The old man pointed to the old dog beside him. He looked the girl in the eye.

“This is Belka,” he said.

“It’s a dog, isn’t it… a fucking dog’s skull.”

“You understand, little girl? He is the one dog I did not kill, the year before the Soviet Union, the Homeland, disappeared. I let him go. This Belka. I could not bear to destroy the bloodline I helped to create with my own hands. And yet that was what they ordered me to do.”

“Why do you have a dog’s skull in a shrine? Like some dog religion…”

“That was what Russia ordered me to do. Russian history. I betrayed history. I entrusted this Belka to her, the woman who looks after you, your nurse. I wanted to let him live out his life, nothing more. I had no intention of reviving his line. I did not. I had retired. I was serious about my retirement.”
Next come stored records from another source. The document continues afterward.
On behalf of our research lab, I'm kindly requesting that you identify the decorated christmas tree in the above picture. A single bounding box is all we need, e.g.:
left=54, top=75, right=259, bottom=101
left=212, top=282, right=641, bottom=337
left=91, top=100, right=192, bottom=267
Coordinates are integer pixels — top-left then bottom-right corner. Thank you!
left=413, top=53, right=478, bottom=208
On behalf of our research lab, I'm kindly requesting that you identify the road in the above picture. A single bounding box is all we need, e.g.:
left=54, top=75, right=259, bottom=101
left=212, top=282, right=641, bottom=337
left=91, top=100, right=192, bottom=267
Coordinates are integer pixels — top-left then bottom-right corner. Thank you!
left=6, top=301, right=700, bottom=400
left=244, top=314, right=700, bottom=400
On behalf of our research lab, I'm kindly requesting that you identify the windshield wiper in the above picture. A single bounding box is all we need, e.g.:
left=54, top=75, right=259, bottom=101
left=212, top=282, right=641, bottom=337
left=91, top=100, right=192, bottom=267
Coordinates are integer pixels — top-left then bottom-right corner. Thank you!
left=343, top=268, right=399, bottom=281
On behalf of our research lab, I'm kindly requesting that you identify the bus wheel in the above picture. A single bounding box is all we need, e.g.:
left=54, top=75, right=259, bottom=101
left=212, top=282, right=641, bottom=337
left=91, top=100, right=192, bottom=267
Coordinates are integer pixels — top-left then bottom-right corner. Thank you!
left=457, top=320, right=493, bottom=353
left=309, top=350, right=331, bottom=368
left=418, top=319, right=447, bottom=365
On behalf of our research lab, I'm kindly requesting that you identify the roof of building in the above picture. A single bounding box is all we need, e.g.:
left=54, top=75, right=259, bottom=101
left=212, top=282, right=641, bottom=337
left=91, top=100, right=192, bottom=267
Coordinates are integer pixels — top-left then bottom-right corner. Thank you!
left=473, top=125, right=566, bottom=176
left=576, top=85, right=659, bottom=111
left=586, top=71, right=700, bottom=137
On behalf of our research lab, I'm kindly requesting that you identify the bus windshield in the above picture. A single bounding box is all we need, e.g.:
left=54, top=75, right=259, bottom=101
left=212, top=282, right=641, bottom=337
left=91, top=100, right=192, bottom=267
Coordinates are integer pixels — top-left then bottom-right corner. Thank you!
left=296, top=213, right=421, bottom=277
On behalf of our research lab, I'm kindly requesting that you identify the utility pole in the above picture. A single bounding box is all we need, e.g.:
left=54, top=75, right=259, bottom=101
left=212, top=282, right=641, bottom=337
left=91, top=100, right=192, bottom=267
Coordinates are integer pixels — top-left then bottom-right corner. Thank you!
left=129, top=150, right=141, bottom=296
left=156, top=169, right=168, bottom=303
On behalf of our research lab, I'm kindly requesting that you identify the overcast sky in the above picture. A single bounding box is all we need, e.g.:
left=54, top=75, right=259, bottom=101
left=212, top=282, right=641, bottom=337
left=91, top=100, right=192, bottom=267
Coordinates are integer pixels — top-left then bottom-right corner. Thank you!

The old man advanced two or three steps into the room.

This time he pointed down at number 47.

The girl stepped closer to her dog, as if to protect him. Without thinking about what she was doing, she lifted the skull up and rested it on her head.

She was holding it in both hands. Over her head.

“See,” the girl said. “Kind of spiritual, right? Kind of religious?”

“Very amusing.” The old man chuckled.

Number 47 sat like a good dog.

“You are going to put that on, are you?” the old man said in Russian.

“What were you saying about Forty-seven?” the girl shot back in Japanese.

“As it happens, number forty-seven is the child of this Belka. Is that not right, old boy?”

The old man turned to look at Belka. The old dog barked in reply.

“He is old, but he still had what it took, luckily. We made it just in time.”

“Forty-seven is related to that old shit? Is that it?”

“I have the feeling we are getting through to each other. You understand me, little girl? You, with the skull of that great dog over your head, like a dog-clan shaman. Do you understand what I am saying? Seven puppies were born. A new generation. One of them will be our Belka. Or Strelka, if it is a bitch. That will be the name of the leader. Once they graduate from number to name. And number forty-seven may be the one, the next Belka, it looks to me. The possibility is there. There is a good chance.”

“He does look like him, come to think of it. Are you saying that old shit is his dad?”